Jamie: Well, Sky themselves have got an initiative, haven’t they, as such, they keep plugging this idea that they’ve got sort of a digital campus, or whatever they’re calling it. I think you get this a lot with big players now. No matter how much money they’ve got it still seems they’re short of talent, as they like to put it all the time.

Chris: Yeah. I think they’re under pressure aren’t they, from government bodies as well to start being more proactive in those kind of areas, stuff like that. I think they’re trying to make it a core learning and course within school as well, now to make sure that people are aware of the digital ecosystem. Because they only still get taught the stuff that we probably got taught in school.

Jamie: They do programming now, at like 12-years-old, don’t they, in some schools?

Lee: That’s new though.

Jamie: Yeah, it is.

Lee: I think the speed in which technology has moved along has just left the education system completely behind. They can’t put a curriculum together on something that they probably don’t understand.

Chris: It’s impossible to teach, really. And there’s not even enough expertise out there to go in and teach that to all the schools around the UK, I guess.

Lee: Apprenticeships. That’s what should happen.
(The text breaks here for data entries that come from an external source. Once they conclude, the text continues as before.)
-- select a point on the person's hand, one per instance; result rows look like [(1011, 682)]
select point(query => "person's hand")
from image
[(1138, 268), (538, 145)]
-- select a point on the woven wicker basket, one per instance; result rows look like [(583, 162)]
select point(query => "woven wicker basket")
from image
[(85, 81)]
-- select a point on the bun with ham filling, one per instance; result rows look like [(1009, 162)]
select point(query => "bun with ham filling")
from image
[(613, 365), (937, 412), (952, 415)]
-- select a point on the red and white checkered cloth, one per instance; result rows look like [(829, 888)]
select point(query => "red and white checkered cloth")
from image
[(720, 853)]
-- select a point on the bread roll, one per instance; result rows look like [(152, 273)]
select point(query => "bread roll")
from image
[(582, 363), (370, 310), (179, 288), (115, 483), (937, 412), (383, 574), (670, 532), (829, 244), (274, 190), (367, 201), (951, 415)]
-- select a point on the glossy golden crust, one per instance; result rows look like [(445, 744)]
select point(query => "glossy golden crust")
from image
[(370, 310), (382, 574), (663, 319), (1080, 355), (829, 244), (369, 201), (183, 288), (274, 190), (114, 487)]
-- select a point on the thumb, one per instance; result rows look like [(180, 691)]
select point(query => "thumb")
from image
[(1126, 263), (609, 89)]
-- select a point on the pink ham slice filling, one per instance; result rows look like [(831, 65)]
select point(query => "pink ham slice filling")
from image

Jamie: That’s another problem with this “talent” word. People are expecting really well qualified people to be able to walk in to these jobs. It seems like people like Sky are a bit shy of employing lesser experienced people into the roles, they just want to get the mega-experienced people obviously, of which there are few. So then they flipped it on its head and it’s like, “All right, well, let’s just employ people with no experience, then we’ll just train them in these campus things,”. Which is obviously a government-backed initiative that all these companies are doing, isn’t it?

Chris: Yeah.

Lee: That creates an issue in itself, though, because that just overprices everybody. You get someone then that will go to Sky for two years that will then come for a job at Flaunt Digital wanting 15 grand more than they’re worth based on their experience. It’s a vicious circle.

Chris: Yeah. Yeah. I think apprenticeships is a really good route for this, though. I think not enough digital-based businesses take advantage of it, because this is something that kids are gonna be interested in, young people are going to be interested in, why not get them in and train them up and get them into it straight away?

Jamie: Yup.

Lee: I agree.

Jamie: I’m sure it will sort itself out once the economy comes around in however many years. Like you say if they’re teaching 12-year-olds how to program now, when, you know, in 12 years’ time or whatever when their career’s picked up a bit, I’m sure there will be, loads of tech people.

Chris: That’s the trouble though like you say, it moves at such a speed that how do you keep up with it? How do you, for example, teach somebody, you know, the basics of SEO or PPC, and, you know, like we were saying on last week’s episode about voice search and things like that, it’s gonna be a completely different ballgame by the time they’re potentially ready to enter…

Jamie: Yeah. And then, I mean, in 12 years-time when everyone’s a programmer we won’t have any sparkies. It’s a fine line there. It’s tough. I mean, we’re not in the education game, are we? I guess it’s a pretty fine line when you’re changing curriculums, trying not to screw the economy.

Lee: Ending on a positive note, though, it’s nice to see that there’s a massive amount of tech jobs up north as opposed to down south.

Jamie: Yep.

Lee: Just shows Leeds, I think Leeds, Manchester, are all becoming digital hubs, all bringing talent from down south now, so, good for the region.

Jamie: Big players know they can pay smaller salaries now as well, which is one of the reasons why Sky are up here now. Move the London stuff to Leeds. God knows how much money they saved on wages.

Chris: It’s a good incentive for people to get into it though, because doesn’t it pay, digital jobs pay something like 42% more than the average salary in the UK? So it’s a massive incentive for people to get into it. I think that statistic only really applies for the north, but still an encouraging route if you’re considering it.